Her composure suddenly gave way, she sobbed aloud.
"There is nothing more to be said," I remarked, after a brief pause. "I have all your consents, and have made full arrangements to perform the operation to-morrow morning. A clever surgeon, whom I know well, will assist me, and an excellent trained nurse will arrive at an early hour to get the patient ready for our visit. By the way, where is your husband, Mrs. Mainwaring?"
She had dried her eyes by this time.
"He is in the house," she said, "but he does not wish to see you again until the moment when you can give him relief."
I said a few more words, and soon afterwards took my leave.

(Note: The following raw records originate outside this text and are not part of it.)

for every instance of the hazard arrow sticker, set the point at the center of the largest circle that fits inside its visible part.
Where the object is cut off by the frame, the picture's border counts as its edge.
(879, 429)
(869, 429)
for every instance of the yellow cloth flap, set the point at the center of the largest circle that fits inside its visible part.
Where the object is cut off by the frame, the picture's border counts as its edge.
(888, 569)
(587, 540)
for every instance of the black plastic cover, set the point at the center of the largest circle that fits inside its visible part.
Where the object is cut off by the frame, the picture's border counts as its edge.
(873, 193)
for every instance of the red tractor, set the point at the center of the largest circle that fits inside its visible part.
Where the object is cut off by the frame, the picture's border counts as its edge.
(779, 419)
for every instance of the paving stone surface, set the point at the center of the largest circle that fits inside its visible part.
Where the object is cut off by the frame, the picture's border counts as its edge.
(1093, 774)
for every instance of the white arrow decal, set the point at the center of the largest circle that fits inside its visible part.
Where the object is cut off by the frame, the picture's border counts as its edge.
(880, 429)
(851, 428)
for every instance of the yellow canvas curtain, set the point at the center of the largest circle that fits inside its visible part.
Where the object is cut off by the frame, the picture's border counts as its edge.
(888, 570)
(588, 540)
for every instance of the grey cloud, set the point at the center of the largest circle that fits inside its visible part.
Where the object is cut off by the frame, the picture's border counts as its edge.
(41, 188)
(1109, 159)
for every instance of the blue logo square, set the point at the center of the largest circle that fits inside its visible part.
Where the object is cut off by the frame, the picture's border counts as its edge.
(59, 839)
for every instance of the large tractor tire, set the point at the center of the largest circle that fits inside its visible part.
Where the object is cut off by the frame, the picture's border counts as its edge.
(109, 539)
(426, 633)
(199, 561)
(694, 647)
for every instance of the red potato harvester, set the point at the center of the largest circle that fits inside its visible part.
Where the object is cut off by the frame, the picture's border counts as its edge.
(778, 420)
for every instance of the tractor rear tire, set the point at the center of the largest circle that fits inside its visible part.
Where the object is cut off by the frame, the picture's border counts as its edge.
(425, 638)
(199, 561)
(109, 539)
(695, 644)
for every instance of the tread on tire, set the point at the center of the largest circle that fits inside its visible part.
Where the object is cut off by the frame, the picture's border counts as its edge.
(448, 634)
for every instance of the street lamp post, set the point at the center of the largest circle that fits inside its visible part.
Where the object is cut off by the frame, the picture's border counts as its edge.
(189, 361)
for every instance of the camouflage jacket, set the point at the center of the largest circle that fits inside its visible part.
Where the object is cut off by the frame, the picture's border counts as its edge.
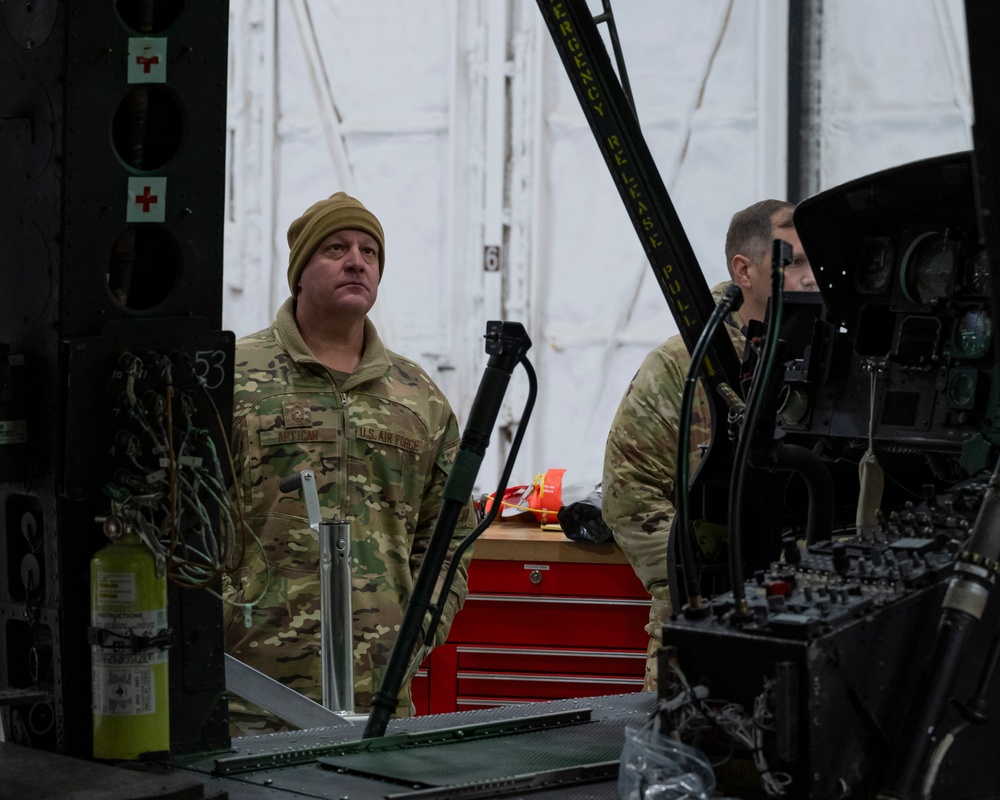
(640, 463)
(381, 444)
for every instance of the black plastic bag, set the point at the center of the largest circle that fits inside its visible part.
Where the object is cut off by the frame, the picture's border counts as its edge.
(582, 522)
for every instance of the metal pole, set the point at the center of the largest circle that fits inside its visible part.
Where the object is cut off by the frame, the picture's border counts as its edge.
(336, 623)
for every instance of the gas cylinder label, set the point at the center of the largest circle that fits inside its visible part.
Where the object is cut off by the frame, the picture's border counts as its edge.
(124, 691)
(124, 683)
(115, 587)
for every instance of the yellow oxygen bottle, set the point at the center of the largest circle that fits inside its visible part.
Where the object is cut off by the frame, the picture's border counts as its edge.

Early the next morning, accompanied by a surgeon and an anæsthetist on whose assistance I could depend, I arrived at Queen Anne's Street. We were shown at once to the room where my patient waited for me. He was sitting in a chair near the window. The nurse was standing in the background, having made all necessary preparations.
"Here you are," he said, rising and greeting me with a cheerful smile, "and here am I, and there is a Providence over us. Now, the sooner you put things right the better."